I do not think any of us learners could boldly say we were going to heaven as we had no saving faith in the saviour. I remember me saying I would go to purgatory. Purgatory according to the Catholic doctrine is a place of temporary punishment for those who are not too bad or too sinful. In Purgatory, they would be purged of their sins and then later released to go to heaven.

I was immersed in the Catholic Church’s doctrines and activities. I learned about trabsubstantiaton (the belief that the holy communion bread becomes the broken body of Jesus), assumption of Mary (according to the Catholics, Mary the mother of Jesus did not die but was taken to heaven alive), seven sacraments, purgatory, etc.

The Catholic Church believes in sacraments and every serious Catholic must experience or receive six.

These are the sacraments; baptism, penance (confession of sins to the priest), confirmation, holy communion, extreme unction (the sacrament administered to the sick especially the dying), holy order and matrimony.

As of the time I left the Catholic Church in 1988/1989, I had already undergone four sacraments; baptism (which was actually sprinkling of water on you by a priest), penance, holy communion and confirmation. Extreme Unction was not necessary as I was not dying. Marriage was out of the question for I was too young for it. And Holy Order (the call to the priesthood) was not in view.

My baptismal name was Anthony. My confirmation name was Paul. I was not given the name “Paul” by my parents. It was a name I got in the Catholic Church. And I chose to retain it.

I did weekly confession to the priest and received the Holy Communion. I participated in the youth activities. I joined the choir, but my father asked me to drop out of it.

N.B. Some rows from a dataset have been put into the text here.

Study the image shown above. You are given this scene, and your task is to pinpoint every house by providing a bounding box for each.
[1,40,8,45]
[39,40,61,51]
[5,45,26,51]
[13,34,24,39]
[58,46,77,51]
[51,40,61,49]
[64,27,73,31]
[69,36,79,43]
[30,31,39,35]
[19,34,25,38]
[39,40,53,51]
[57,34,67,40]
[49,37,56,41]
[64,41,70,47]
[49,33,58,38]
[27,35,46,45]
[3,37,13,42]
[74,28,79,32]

I complied with his instruction.

I was briefly a member of the Legions of Mary before joining the Pages of the Blessed Sacrament.

I had my rosary with yellow beads and learned how to use it. I observed the angelus prayers typically made three times in a day. I participated in the corpus christi activities. I was present at the station of the cross programmes and all important programmes of my parish.

I liked my church and what it stood for. I aspired to be a reverend father. And when I mentioned it to my father, he ended my priesthood dreams with a loud and emphatic “shut up”.

Perhaps, one of my favourite activities in the Catholic Church was my involvement as a mass server or an altar boy. I functioned mostly as an acolyte or a candlestick bearer. I don’t remember if I did anything else as an altar boy. But being an altar boy ensured I worked closely with the priest. I continued with my altar boy “ministry ” until a seminarian (a priesthood trainee) who oversaw the Altar Boys Club got me angry. I then dropped out.